2

I have a list of regexes in string form (created after parsing natural language text which were search queries). I want to use them for searching text now. Here is how I am doing it right now-

# given that regex_list=["r'((?<=[\W_])(%s\(\+\))(?=[\W_]|$))'", "r'((?<=[\W_])(activation\ of\ %s)(?=[\W_]|$))'"....]
sent='in this file we have the case of a foo(+) in the town'
gs1='foo'
for string_regex in regex_list:
    mo=re.search(string_regex %gs1,sent,re.I)
    if mo:
        print(mo.group())

What I need is to be able to use these string regexes, but also have Python's raw literal notation on them, as we all should for regex queries.
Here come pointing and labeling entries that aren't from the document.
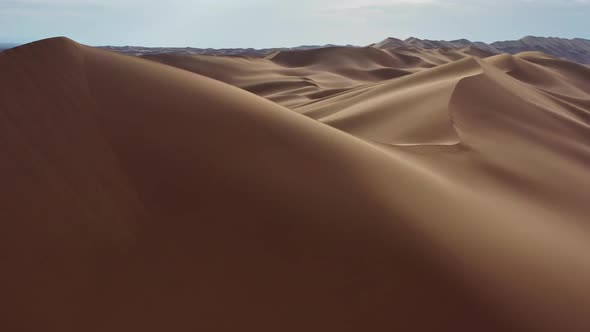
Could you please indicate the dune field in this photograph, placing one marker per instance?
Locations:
(333, 189)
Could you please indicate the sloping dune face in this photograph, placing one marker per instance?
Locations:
(141, 197)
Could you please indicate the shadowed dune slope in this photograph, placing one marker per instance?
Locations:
(138, 196)
(295, 78)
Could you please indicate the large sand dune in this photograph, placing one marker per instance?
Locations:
(371, 190)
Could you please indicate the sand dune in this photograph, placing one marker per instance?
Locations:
(368, 190)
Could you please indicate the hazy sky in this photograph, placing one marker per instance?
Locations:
(268, 23)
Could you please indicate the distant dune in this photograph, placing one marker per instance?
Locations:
(333, 189)
(576, 49)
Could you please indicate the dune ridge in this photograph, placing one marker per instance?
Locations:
(140, 196)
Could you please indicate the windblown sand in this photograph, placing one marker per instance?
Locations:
(346, 190)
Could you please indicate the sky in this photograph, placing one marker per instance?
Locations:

Now about these expressions - I have natural text search commands like -

LINE_CONTAINS foo(+)

Which I use pyparsing to convert to regex like r'((?<=[\W_])(%s\(\+\))(?=[\W_]|$))' based on a grammar. I send a list of these human rules to the pyparsing code and it gives me back a list of ~100 of these regexes. These regexes are constructed in string format.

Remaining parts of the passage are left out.